The same can be said for liquor. Johnnie Walker and Suntory have top tier distributors [Diageo and Country House] that can penetrate the network of neighborhood bars, city discos, rural KTVs, mom-and-pop groceries or exceedingly rare liquor stores scattered across the island. Ditto, the imported brandies and Cognacs.
The only other hope is to cut a sweetheart deal with a major convenience store, supermarket chain or hypermart. While the TTWMB slumbered through the 1980s and 1990s, a handful of Taiwan food and beverage companies built a whole new retailing environment. The best example is Uni-President Enterprises Corporation, which manufactures thousands of branded foodstuffs and 'owns' the channels that sells them, such as the more than 3,000 7-Elevens it operates for its US partner.
Beer, wine or liquor supplicants must pay stocking fees and guarantee - in cash - minimum sales. Uni-President is not alone. Other Taiwan corporations have wrapped their octopus-like arms around food or beverage production and major distribution and retail channels.

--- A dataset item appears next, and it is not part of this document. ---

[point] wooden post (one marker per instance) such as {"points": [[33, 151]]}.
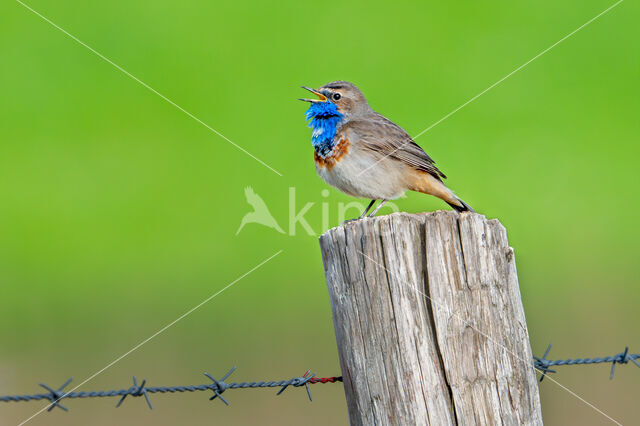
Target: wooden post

It has a strange déjà vu about it. WTO or no WTO, Taiwan remains a distributor's market, and it is this new breed of merchandisers - not the foreign brands - that will teach the tottering TTWMB the lesson of the century. In the press, TTWMB is talking about laying off 5,000 of its 12,000 employees, selling real estate and consolidating resources, while these new players - Uni-President, Kuang Chuan, Hey Song, King Car and others - are spin-doctoring plans about building local breweries, planting vineyards, buying foreign wineries, licensing excess capacity with Japanese distillers and launching biotechnology subsidiaries and more.